I mean, how hard could it possibly be to show up at a house and throw some coins under my daughter’s pillow? Is this fairy doubling up on families? Moonlighting as a fairy to the Duggars? Because last time I heard, each family got their own tooth fairy—which would explain why some kids get an iPad or a horse under their pillow, and my kids get a dollar. Two dollars, tops.

When I walked into my 7-year-old daughter’s room this morning, she looked absolutely crestfallen. Her three siblings, all within two years of age of her were gathered around her bedside in postures of mourning as if she were a grand dame on her deathbed, and they, her hopeful beneficiaries.

“What’s going on in here?” I clapped my hands trying to clear the vultures by her bedside. “Get moving! It’s a school day!”

“You must have been up late last night,” my daughter said, in a dramatic, accusing voice, lifting her sorrowful face to mine.

All eyes shifted to me, and my gaze circled the room trying to figure out what the game was here. And then I saw the two-page letter my daughter had written to the tooth fairy the night before, still protruding from under her pillow.

“What? I…I was up late last night. Cleaning. Yeah, yeah, that’s the ticket,” I fumbled. “And I heard a noise at the back door. Yeah, like a dog in the compost! But when I looked, no one was there. And you know what? It was around midnight, I think. Damn, fairy. She is a lazy scaredy cat, you know. Man, she is the worst. What a crap fairy she turned out to be.” I nodded vehemently and began to back out of the room.

“It’s OK, Mama. Just go to bed early tonight, OK?”

“Yeah, yeah. OK. But you have to remind me, OK? Remind me to go to bed. And if she doesn’t come tonight, I’ll get you something good instead.”
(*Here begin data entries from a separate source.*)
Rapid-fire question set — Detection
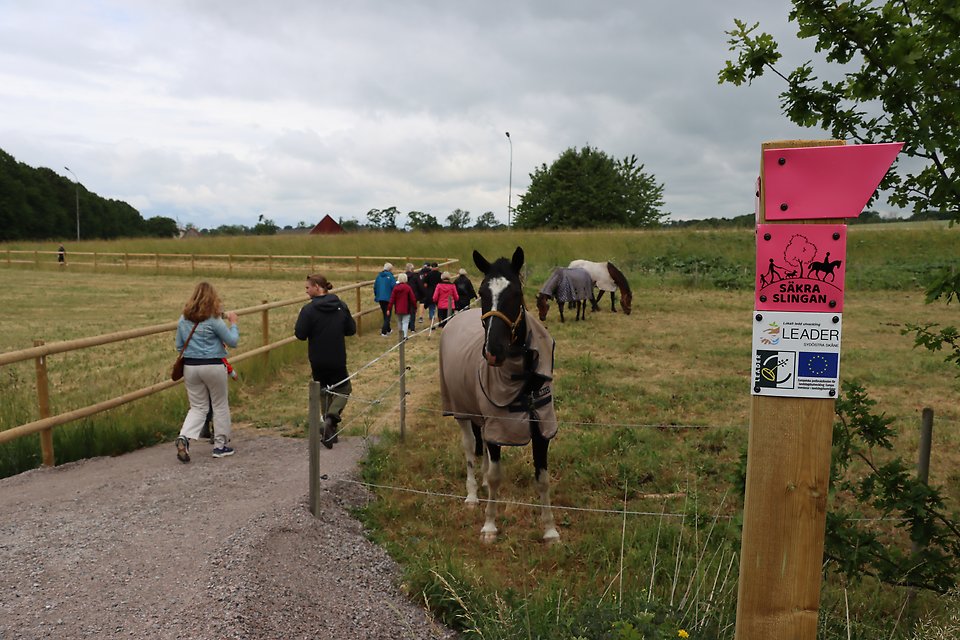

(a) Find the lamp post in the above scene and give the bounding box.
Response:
[506,131,513,229]
[64,167,80,242]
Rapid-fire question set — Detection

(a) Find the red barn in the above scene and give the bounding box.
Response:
[310,215,343,235]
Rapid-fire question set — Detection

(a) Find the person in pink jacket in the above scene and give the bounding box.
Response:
[433,271,460,326]
[387,273,417,340]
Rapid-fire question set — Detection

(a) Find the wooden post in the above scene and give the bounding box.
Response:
[736,140,843,640]
[308,381,322,518]
[397,328,407,442]
[260,300,270,367]
[33,340,56,467]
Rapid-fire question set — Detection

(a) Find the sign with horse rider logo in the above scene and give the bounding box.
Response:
[754,224,847,313]
[753,311,843,398]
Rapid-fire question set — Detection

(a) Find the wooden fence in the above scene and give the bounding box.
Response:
[0,257,456,466]
[0,249,455,280]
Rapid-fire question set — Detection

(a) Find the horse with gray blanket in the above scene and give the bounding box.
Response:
[568,260,633,315]
[440,247,560,543]
[537,267,593,322]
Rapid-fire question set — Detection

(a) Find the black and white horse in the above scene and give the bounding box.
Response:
[440,247,560,543]
[569,260,633,315]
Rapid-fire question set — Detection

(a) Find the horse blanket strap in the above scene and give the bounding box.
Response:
[440,309,557,446]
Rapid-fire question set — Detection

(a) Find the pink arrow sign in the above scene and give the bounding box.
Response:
[763,142,903,220]
[754,224,847,313]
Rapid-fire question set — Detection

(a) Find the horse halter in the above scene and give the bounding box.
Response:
[480,305,526,344]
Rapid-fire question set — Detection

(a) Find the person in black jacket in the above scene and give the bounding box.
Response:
[406,262,426,333]
[293,274,357,449]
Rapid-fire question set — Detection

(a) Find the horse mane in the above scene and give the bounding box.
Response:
[607,262,633,295]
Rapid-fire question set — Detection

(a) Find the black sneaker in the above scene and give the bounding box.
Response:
[176,436,190,464]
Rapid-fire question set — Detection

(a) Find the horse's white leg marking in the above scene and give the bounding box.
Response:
[537,469,560,544]
[457,418,480,507]
[480,449,500,543]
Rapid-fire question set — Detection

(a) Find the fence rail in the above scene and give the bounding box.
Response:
[0,249,456,275]
[0,255,457,466]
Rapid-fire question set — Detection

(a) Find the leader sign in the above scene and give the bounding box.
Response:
[751,311,843,398]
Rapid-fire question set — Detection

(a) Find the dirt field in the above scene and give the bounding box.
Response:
[0,425,455,640]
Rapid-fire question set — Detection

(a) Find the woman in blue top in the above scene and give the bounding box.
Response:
[177,282,240,462]
[373,262,397,336]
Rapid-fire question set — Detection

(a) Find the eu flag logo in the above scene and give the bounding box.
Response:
[797,351,840,378]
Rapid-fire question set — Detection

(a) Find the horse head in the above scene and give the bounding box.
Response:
[473,247,526,367]
[537,293,550,322]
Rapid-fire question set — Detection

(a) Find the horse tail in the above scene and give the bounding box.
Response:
[607,262,633,295]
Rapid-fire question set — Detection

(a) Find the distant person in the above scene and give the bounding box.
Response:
[176,282,240,463]
[397,262,425,335]
[423,262,442,325]
[453,269,477,311]
[293,274,357,449]
[373,262,397,336]
[387,273,417,340]
[433,271,460,326]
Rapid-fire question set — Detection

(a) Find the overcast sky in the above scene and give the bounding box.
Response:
[0,0,848,228]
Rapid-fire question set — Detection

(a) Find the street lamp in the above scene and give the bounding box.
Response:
[506,131,513,229]
[64,167,80,242]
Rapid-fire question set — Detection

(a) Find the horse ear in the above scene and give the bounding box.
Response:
[473,249,490,275]
[510,247,523,273]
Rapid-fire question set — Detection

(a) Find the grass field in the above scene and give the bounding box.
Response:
[0,225,960,638]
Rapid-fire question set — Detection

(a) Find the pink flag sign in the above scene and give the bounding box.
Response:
[763,142,903,220]
[754,224,847,313]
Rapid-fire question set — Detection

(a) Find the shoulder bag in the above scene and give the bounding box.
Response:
[170,322,200,381]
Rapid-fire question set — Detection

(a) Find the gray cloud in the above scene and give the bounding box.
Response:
[0,0,864,226]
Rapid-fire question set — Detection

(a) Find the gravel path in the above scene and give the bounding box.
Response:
[0,429,456,640]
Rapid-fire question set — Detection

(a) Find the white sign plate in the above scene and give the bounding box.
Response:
[751,311,843,398]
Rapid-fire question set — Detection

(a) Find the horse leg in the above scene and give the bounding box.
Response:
[480,443,500,544]
[530,428,560,544]
[457,419,483,507]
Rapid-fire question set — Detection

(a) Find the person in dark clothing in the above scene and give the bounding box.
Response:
[453,269,477,311]
[405,262,426,333]
[293,274,357,449]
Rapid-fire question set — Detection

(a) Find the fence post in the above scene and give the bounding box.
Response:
[308,380,321,518]
[397,328,407,442]
[260,300,270,367]
[33,340,56,467]
[357,285,363,338]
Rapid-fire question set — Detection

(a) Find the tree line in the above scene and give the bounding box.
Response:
[0,149,177,241]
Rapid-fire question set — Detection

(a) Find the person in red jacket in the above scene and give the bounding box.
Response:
[387,273,417,340]
[433,271,460,326]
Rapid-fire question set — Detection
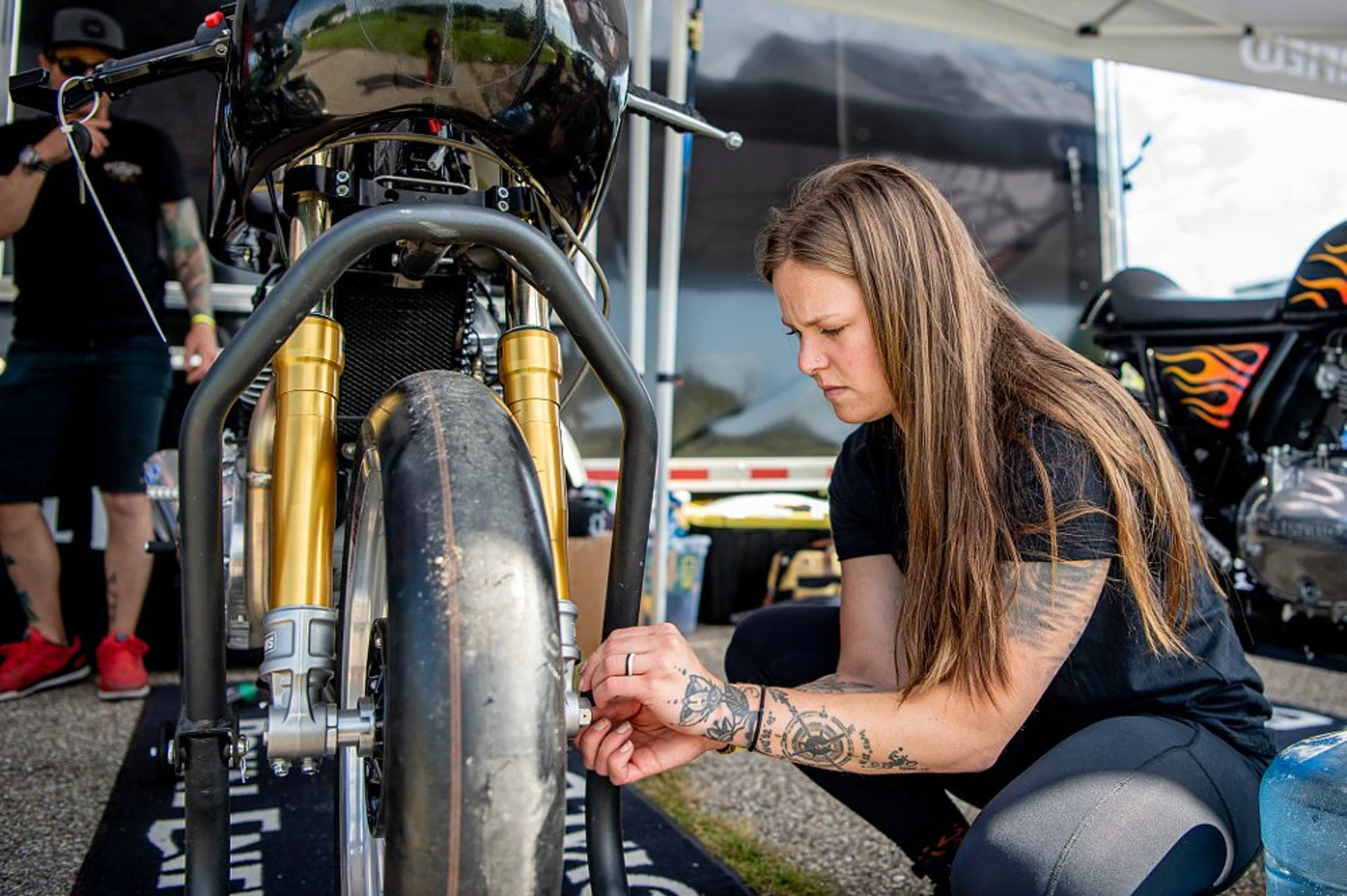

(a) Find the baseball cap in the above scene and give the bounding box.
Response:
[46,7,127,56]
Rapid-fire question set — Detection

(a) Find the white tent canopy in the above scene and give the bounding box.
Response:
[629,0,1347,621]
[788,0,1347,100]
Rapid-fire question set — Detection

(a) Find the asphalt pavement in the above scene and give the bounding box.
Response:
[0,625,1347,896]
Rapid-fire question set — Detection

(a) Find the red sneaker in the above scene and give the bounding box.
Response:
[0,625,89,702]
[97,632,150,700]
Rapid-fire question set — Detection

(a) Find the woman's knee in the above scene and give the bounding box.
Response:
[725,603,841,687]
[725,611,772,683]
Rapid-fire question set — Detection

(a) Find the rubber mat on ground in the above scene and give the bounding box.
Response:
[73,687,749,896]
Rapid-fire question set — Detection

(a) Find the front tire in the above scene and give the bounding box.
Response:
[337,372,566,896]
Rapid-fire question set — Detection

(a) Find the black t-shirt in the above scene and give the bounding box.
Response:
[829,419,1276,759]
[0,115,189,344]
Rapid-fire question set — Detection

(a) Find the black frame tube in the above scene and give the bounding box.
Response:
[180,204,659,896]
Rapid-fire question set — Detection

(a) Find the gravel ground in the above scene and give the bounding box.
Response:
[689,625,1347,896]
[0,627,1347,896]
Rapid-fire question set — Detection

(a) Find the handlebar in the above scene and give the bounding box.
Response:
[627,85,744,150]
[10,4,233,112]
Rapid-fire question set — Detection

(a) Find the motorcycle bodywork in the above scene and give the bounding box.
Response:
[11,0,679,893]
[210,0,628,262]
[1080,223,1347,621]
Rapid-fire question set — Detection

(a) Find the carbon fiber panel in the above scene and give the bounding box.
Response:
[333,274,469,442]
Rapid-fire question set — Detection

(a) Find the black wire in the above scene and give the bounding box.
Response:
[267,171,290,268]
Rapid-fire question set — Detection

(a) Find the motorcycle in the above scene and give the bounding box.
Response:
[11,0,740,894]
[1080,223,1347,638]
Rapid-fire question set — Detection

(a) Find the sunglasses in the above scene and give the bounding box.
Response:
[56,57,97,78]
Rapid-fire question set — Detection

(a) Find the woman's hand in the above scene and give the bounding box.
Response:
[581,622,756,745]
[576,708,716,786]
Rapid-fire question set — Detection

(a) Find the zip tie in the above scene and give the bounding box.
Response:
[57,78,169,345]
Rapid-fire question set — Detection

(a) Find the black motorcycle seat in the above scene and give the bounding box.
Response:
[1104,268,1282,326]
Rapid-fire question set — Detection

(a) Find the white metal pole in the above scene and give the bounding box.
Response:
[651,0,689,622]
[627,0,652,379]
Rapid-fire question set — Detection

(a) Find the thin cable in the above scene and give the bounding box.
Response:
[303,132,613,318]
[304,132,613,411]
[57,78,169,345]
[267,171,290,268]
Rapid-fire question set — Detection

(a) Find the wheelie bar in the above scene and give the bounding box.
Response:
[178,205,659,896]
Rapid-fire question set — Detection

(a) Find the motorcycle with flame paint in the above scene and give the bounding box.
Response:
[11,0,740,896]
[1080,223,1347,652]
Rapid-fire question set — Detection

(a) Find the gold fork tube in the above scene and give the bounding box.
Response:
[244,382,277,632]
[269,314,345,609]
[500,326,571,601]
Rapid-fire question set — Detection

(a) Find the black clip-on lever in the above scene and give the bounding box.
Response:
[10,3,236,117]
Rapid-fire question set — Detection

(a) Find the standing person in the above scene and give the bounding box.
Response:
[0,8,218,700]
[578,161,1274,896]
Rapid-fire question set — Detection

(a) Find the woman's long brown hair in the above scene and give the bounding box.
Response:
[757,159,1211,695]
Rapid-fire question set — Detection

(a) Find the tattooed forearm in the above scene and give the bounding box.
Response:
[1009,559,1109,664]
[159,198,210,314]
[679,675,759,743]
[757,676,920,772]
[795,675,880,694]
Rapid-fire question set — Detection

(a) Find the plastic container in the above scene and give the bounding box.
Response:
[1258,730,1347,896]
[641,535,711,635]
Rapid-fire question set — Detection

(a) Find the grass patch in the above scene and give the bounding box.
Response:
[636,769,835,896]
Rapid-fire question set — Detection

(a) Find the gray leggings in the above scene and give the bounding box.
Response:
[725,605,1263,896]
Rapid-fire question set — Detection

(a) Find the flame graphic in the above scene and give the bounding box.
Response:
[1156,342,1269,430]
[1288,242,1347,310]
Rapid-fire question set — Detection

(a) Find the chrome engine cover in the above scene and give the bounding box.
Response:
[1238,446,1347,621]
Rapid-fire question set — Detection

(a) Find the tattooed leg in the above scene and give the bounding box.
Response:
[0,504,66,644]
[102,493,154,632]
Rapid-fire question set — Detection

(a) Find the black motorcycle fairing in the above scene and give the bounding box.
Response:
[209,0,628,269]
[1082,268,1282,328]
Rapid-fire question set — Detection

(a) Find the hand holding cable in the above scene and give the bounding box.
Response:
[576,624,760,784]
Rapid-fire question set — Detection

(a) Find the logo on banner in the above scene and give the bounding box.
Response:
[1239,35,1347,86]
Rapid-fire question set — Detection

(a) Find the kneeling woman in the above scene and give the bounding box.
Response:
[578,161,1273,896]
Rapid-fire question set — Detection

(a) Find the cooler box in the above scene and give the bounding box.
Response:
[687,492,832,625]
[641,535,711,635]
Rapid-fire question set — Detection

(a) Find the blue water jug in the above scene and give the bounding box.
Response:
[1258,730,1347,896]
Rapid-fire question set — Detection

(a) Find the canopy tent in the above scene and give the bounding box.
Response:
[787,0,1347,100]
[628,0,1347,621]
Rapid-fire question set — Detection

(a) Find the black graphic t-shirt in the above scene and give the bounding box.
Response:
[829,419,1276,759]
[0,115,189,344]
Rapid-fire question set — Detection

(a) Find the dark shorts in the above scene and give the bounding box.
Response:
[0,336,172,504]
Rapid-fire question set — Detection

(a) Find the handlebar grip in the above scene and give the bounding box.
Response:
[627,83,710,124]
[627,86,744,150]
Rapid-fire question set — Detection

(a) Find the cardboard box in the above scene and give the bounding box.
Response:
[566,532,613,657]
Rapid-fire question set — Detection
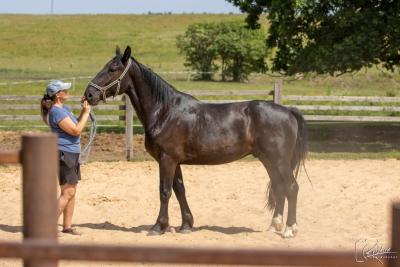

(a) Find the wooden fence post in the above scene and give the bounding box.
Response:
[274,83,282,105]
[388,202,400,267]
[125,95,133,161]
[20,133,59,267]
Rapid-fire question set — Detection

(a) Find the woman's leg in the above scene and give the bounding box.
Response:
[57,183,77,230]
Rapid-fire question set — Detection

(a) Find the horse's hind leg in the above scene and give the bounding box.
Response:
[172,165,193,234]
[259,152,299,238]
[258,154,285,233]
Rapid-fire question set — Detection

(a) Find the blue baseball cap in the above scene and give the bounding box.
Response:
[46,80,71,97]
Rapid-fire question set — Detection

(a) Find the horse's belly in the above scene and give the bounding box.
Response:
[182,139,253,165]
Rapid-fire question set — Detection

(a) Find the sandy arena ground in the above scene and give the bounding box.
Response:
[0,160,400,267]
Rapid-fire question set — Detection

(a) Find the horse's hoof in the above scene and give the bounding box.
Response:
[179,229,192,235]
[267,225,280,233]
[282,224,299,238]
[147,230,162,236]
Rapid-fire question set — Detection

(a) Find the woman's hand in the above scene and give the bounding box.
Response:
[81,96,91,113]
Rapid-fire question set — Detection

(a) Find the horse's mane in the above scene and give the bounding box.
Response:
[131,57,195,106]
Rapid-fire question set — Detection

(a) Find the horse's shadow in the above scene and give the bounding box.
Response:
[0,224,22,233]
[75,221,261,235]
[0,221,261,235]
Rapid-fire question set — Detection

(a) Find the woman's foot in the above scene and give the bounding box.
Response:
[61,228,83,235]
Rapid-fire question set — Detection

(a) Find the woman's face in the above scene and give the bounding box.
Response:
[57,90,68,102]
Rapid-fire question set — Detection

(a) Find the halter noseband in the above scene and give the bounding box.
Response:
[89,59,132,104]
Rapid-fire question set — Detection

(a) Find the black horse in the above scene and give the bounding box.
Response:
[85,46,307,238]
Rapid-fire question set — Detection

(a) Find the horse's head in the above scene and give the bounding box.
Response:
[85,46,132,105]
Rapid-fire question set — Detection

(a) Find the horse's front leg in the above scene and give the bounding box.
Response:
[172,165,193,234]
[148,156,177,235]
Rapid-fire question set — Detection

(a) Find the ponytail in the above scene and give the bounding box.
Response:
[40,94,53,125]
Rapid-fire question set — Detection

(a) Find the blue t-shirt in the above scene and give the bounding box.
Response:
[49,104,81,153]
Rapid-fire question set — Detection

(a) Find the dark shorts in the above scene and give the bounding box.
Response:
[58,150,81,185]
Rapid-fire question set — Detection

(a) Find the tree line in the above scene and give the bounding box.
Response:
[177,0,400,81]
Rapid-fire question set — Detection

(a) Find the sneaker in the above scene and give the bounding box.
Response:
[61,228,83,235]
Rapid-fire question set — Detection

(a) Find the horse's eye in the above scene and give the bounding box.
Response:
[109,67,117,73]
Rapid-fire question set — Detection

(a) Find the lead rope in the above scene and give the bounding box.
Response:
[79,110,97,165]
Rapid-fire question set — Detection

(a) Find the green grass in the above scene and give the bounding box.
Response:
[0,14,400,160]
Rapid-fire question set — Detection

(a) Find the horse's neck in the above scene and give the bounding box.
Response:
[125,71,168,127]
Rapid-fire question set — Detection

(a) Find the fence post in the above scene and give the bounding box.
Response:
[274,83,282,105]
[21,133,59,267]
[388,202,400,267]
[125,95,133,161]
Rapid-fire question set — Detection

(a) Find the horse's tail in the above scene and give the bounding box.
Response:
[288,107,308,179]
[266,107,308,211]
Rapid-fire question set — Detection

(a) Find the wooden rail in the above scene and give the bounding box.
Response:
[0,137,400,267]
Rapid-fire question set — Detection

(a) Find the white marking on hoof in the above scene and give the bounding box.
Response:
[267,214,283,233]
[282,223,299,238]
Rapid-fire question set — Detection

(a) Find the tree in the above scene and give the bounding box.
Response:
[177,20,269,81]
[226,0,400,75]
[215,20,269,81]
[176,23,218,80]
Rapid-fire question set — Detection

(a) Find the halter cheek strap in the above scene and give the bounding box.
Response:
[89,59,132,104]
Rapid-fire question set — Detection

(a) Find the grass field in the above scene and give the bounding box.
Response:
[0,14,400,157]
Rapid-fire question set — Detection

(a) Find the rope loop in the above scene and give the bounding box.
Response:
[79,110,97,165]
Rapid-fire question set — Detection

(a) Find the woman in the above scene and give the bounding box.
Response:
[41,80,90,235]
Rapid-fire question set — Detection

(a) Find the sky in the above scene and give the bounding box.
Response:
[0,0,241,15]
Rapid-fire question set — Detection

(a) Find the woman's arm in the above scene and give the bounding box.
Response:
[58,101,90,136]
[76,96,90,124]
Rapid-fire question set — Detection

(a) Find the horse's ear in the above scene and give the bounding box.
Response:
[123,45,131,61]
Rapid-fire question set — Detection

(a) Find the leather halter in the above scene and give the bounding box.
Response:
[89,58,132,104]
Effin’ fairy and her lazy ways. I am sick of her crap and her inability to perform the one god-given job she has in the world. I mean, where do they get these fairies? Did she fail as woodland fairy and tinker fairy, get kicked out of Neverland and bring Cinderella a pair of Dickies instead of a ball gown? Because she seems like a sucky has-been to me. And I want to punch her.

The first time the fairy forgot to come it was for my 7-year-old son, twin brother to the toothless grand dame. That morning she comforted him as they stood by my bedside, offering to share her silver dollar. Because in the fairy’s defense, she had come two days before. Twins’ teeth rain down like that.

Come to think of it, there was one weekend when she picked up four different teeth from three children in my family, and one of those nights the Easter Bunny came too. And we were away from home. And she still showed up with two Susan B. Anthonys, a Sacajawea, and a two-dollar bill, and they don’t even make that kind of money anymore. But no one ever remembers when the fairy actually shows up, do they?

And, a little bit, I wanted to point out to my forlorn cluster of children with their accusing eyes that it was a wicked coincidence that both times she got “scared away” and didn’t come, the child in question had left a missive under their pillow asking for her to fill out a questionnaire complete with check boxes and also to draw a self-portrait. I mean, that’s a lot for a lady of the night to manage without disturbing the peace, am I right?

I caught the eyes of my 5-year-old, our youngest. She was standing a little apart from the others with her hand in her mouth gently wiggling her bottom two teeth. She hasn’t lost any baby teeth yet. With three loose teeth, she’s about one ear of corn away from looking like a jack-o-lantern. I think she’s been avoiding it.

Also, I keep telling her she’s not allowed to lose her teeth—because she’s the youngest and once that raining down of teeth begins, I know we will be nearing the end of our days of magical creatures sneaking into our house at night, which has always creeped me out conceptually. I mean, strangers in tights creeping down our chimney or flying in through screens, hopping through locked doors with baskets filled with the kind of straw you can never actually sweep up. Really? But still, these days of magic are numbered, I know.

I’m pretty sure she’ll come tonight. And she’ll apologize for not coming last night, scribble some lame story about seeing people awake and falling asleep on a cloud, all written in her delicate, loopy fairy handwriting. There will likely be glitter involved and probably an extra Susan B. Anthony as hush money for her screw up. At least that’s what she did last time.

And everyone will pretty much forgive her. Money and glitter do that. But I won’t. I will still want to punch that lazy effin’ fairy in the throat, shake her little fluttery wings off. Because there are only so many teeth to be had in this world of ours, only so many chances to bring the magic. And she failed. Again.